There are several things you can do to help yourself. The more strategies you put to work, the faster you will pay off your credit card debt. And faster than you thought possible. Be honest with yourself and choose the best options for your particular situation, even if they seem hard.
- Tally it up. You can’t begin until you know what beast you must slay. Gather intel on each credit card- interest rates, promo ending dates, total balances. All of it.
- Option A: Start with chipping away at the credit cards with the highest interest rate first. The higher the interest, the more that debt is costing you. Short circuit the interest debt by going hard after the most expensive debt. This approach will save you more money in the long run. While this strategy makes mathematical sense, it could take longer to see the fruits of your labor depending on the amounts owed. Mentally it may be harder to chip away at larger balances and not see the quicker win from a “paid off status” until down the road. While it doesn’t *actually* take longer, it may feel like it. When you finish paying off a debt, roll that minimum payment you no longer need to pay into your next debt you plan to attack.

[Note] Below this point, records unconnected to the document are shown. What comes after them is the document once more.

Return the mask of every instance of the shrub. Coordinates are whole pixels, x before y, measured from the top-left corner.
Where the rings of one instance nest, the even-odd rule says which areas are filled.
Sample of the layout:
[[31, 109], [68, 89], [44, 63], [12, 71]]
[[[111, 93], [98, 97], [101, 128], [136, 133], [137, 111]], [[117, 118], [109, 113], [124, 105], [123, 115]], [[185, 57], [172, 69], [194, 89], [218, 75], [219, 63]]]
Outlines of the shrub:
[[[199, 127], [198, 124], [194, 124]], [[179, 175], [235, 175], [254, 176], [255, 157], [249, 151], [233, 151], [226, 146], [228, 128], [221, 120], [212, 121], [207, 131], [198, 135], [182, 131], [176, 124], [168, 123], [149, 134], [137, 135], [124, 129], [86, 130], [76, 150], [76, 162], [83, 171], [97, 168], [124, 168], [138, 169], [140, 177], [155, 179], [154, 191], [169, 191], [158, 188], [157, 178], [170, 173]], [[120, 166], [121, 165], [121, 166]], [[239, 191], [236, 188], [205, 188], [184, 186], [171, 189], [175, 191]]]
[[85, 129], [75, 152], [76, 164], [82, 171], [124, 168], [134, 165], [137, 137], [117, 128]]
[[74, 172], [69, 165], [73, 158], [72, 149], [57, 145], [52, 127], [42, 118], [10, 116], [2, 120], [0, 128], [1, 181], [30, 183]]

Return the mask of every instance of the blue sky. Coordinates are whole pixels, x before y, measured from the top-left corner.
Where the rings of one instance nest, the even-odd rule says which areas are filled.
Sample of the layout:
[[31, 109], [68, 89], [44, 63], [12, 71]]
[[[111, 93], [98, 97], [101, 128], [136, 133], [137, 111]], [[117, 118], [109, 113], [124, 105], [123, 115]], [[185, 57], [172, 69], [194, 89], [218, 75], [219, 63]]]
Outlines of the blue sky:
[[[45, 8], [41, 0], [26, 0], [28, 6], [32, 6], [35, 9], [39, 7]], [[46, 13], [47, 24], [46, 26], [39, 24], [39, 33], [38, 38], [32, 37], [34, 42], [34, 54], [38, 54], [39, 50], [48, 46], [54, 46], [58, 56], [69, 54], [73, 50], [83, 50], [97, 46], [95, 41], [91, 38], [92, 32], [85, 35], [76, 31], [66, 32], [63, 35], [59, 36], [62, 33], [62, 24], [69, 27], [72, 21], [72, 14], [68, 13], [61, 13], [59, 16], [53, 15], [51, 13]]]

- Option B: Choose the cards with the smallest balances and pay them off first. Choosing this option will give you the psychological boost missing from option A. Each time a card is paid in full, you will see visible results, spurring you to victory and creating more momentum forward. This strategy might have you paying off cards with higher interest rates last, depending on the amounts owed. While this isn’t always the most financially savvy route, it can give you a desperately needed mental boost. And if you are on your a-game mentally and actually making progress, it is a clear winner over not paying off debt at all. Again, when you finish paying off a debt, roll that minimum payment you no longer need to pay into your next debt you plan to attack.
- Option C: Depending on your credit rate, you can see about transferring the balances of your current credit cards to lower interest rate cards. You could also take out a personal loan with a better rate than your cards. Those with excellent credit can qualify for zero percent balance transfer introductory offers on some credit card balances. This can save thousands of dollars. But again, beware. Many people unintentionally use this trick to run up the original credit card once again, adding to their debt. If you have unhealthy behaviors, this is a slippery slope. If you balance transfer, hide or cut up your original card as to not to tempt yourself to keep using it.

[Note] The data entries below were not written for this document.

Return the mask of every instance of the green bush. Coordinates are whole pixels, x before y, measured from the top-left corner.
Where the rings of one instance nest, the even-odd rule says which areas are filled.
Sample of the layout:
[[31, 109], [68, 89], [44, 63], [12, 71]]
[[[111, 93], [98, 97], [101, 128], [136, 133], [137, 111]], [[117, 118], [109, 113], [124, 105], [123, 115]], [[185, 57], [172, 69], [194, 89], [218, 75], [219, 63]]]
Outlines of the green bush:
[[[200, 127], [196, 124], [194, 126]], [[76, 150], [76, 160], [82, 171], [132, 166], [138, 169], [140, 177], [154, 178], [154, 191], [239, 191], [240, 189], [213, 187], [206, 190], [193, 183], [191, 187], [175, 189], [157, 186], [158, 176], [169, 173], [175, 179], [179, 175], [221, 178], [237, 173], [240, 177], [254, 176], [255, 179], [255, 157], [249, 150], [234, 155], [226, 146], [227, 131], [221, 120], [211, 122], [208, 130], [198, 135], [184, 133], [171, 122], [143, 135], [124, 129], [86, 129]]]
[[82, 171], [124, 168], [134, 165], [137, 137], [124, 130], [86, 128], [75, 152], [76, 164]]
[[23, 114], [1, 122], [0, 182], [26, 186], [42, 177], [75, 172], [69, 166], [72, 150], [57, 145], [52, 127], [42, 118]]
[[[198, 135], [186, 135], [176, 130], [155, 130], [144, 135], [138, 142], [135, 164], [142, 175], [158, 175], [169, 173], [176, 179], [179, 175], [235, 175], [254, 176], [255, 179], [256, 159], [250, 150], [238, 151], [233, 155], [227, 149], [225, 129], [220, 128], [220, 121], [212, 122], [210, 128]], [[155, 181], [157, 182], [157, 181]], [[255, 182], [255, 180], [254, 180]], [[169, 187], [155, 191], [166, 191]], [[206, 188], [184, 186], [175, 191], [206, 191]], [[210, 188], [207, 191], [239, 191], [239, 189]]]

- Option D: Make more money and get crazy about paying off your debt. The more you make, the more you can throw at it. Think of side gigs you can do, like driving for Uber, or renting out a room in your house on Airbnb. Take a part-time job at the mall. Or sell unwanted stuff on eBay. You can boost your efforts by earning more money with a side gig AND shaving expenses. Double time. A decent side gig can net you hundreds of dollars a month, getting that debt paid off lickety-split. Just don’t spend the extra money you make and negate your efforts.
Figure out what’s best for you and get to work without wasting precious time. The longer you wait, the more you owe. When you get serious and intentional, you may uncover a stronger, more skilled version of yourself hiding deep underneath that pile of costly debt.